[ Wie is hij? ]


Zich een weg hakkend door het Kambodjaanse oerwoud stuitte Henri Mouhot, een negentiende-eeuwse Franse ontdekkingsreiziger, op een brede gracht rond een tempel. Het was Angkor Vat, het grootste religieuze monument op aarde.

Ik bedoel maar: als je mooie zinnen verzamelt (zoals ik al jaren doe, ik heb er zelfs een speciaal kistje voor), is het elke keer weer een feest om een folder van het Wachttorengenootschap op de mat aan te treffen.

In een snackbar, gesitueerd in het noordoosten van het Utrechtse stadje U. bestelde een man naast me een patat dubbel zout/dubbel mayonaise, twee patat met, twee frikadellen speciaal, een patat-shoarma en vier hamburgers speciaal. Tenminste, zoiets moet het geweest zijn; de man had nogal een spraakgebrek, wat zeg ik: er was geen touw vast te knopen aan wat hij zei. Misschien vroeg hij wel gewoon om een goed doorbakken oude schoen, wie zal het zeggen? Hij in ieder geval niet.

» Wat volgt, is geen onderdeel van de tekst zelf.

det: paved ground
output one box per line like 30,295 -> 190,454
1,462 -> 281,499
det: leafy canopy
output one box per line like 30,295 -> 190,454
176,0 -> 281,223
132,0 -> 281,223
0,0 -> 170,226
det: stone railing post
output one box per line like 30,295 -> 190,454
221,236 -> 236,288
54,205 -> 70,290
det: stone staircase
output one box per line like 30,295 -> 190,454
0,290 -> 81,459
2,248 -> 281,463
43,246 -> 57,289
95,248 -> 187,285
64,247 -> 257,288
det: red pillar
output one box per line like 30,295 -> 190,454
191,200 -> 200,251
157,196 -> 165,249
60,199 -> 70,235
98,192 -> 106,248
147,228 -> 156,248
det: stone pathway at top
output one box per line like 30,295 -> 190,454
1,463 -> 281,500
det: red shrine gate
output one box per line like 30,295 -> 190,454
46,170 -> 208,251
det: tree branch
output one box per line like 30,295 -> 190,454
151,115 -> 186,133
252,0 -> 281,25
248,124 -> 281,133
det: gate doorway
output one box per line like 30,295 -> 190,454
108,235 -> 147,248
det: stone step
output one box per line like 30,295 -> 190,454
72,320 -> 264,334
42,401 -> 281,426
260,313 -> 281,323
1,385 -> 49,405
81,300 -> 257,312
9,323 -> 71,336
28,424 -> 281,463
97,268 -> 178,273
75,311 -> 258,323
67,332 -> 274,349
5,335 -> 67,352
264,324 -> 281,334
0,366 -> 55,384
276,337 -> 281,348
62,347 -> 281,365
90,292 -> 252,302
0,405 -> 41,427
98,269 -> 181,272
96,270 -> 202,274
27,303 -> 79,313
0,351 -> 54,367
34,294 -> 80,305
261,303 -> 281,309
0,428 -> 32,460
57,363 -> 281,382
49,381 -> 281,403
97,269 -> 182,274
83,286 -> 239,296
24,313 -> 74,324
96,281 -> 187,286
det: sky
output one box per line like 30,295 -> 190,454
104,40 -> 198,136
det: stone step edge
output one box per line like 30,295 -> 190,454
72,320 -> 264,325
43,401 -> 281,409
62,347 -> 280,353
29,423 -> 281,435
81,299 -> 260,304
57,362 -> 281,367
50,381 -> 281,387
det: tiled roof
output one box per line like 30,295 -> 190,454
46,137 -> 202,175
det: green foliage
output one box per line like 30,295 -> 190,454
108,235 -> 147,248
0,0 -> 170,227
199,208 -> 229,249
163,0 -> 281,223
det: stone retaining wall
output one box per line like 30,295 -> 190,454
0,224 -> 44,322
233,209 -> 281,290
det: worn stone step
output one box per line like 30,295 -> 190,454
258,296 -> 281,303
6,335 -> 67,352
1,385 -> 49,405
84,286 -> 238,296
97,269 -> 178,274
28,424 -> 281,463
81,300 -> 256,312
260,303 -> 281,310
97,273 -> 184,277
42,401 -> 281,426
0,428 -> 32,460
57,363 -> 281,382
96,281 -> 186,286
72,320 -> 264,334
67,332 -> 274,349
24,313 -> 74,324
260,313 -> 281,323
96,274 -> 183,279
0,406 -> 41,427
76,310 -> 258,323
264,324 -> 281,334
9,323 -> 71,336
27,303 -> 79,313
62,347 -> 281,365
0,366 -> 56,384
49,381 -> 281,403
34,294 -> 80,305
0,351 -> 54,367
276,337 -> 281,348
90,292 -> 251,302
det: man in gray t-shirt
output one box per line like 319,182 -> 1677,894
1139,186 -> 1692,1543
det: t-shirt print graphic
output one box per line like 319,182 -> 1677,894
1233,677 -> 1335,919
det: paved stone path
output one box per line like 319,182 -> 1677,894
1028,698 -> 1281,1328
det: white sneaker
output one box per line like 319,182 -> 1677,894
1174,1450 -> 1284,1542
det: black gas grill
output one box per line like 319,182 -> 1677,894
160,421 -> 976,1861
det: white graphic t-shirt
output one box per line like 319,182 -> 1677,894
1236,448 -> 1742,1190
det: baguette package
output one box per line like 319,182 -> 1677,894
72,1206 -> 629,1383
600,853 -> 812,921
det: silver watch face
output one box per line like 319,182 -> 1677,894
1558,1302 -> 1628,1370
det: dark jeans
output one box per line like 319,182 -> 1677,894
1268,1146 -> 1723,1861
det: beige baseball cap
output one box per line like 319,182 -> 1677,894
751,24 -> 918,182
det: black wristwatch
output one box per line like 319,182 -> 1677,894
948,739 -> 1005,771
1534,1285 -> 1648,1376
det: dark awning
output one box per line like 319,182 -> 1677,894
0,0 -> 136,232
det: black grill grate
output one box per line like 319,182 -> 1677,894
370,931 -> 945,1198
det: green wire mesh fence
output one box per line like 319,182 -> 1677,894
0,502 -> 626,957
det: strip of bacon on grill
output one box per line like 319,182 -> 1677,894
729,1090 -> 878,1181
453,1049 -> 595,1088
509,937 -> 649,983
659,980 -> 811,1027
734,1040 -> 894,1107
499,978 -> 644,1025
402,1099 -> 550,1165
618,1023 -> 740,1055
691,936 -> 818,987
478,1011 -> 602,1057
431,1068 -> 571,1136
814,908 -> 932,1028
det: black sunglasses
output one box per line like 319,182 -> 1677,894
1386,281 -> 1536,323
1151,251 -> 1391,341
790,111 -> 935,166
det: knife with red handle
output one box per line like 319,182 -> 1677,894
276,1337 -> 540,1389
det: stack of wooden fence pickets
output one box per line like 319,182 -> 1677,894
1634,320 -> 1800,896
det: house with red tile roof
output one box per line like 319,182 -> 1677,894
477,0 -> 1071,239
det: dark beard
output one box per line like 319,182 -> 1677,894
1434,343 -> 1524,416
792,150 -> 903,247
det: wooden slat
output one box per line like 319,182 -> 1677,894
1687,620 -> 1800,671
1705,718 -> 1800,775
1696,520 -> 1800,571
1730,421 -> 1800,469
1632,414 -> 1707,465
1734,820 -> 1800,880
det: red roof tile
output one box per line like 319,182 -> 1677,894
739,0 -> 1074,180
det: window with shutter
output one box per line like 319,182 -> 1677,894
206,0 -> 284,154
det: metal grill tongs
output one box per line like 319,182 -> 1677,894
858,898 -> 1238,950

'Of was u soms eerder?' vroeg de uitbater aan mij. Ik nam de man naast mij eens in me op. Hij was ongeveer twee meter lang en - in tegenstelling tot wat zijn bestelling deed vermoeden - broodmager. Een spijkervest zonder mouwen liet zijn armen bloot, waardoor een setje mysterieuze tatoeages goed zichtbaar was. Z'n haar was lang en de staat waarin het verkeerde verried dat de man een fervent gebruiker was van Andrélon iedere maand-shampoo. En littekens! Niet te beschrijven! Littekens ontsierden zijn gezicht, zou ik kunnen proberen, maar hij was zo lelijk dat de vele littekens die hij bezat zijn gelaat juist opsierden.

'Eh... Nee, hij was eerder!' antwoordde ik. 'Eerder dan iedereen!' voegde ik er veiligheidshalve aan toe.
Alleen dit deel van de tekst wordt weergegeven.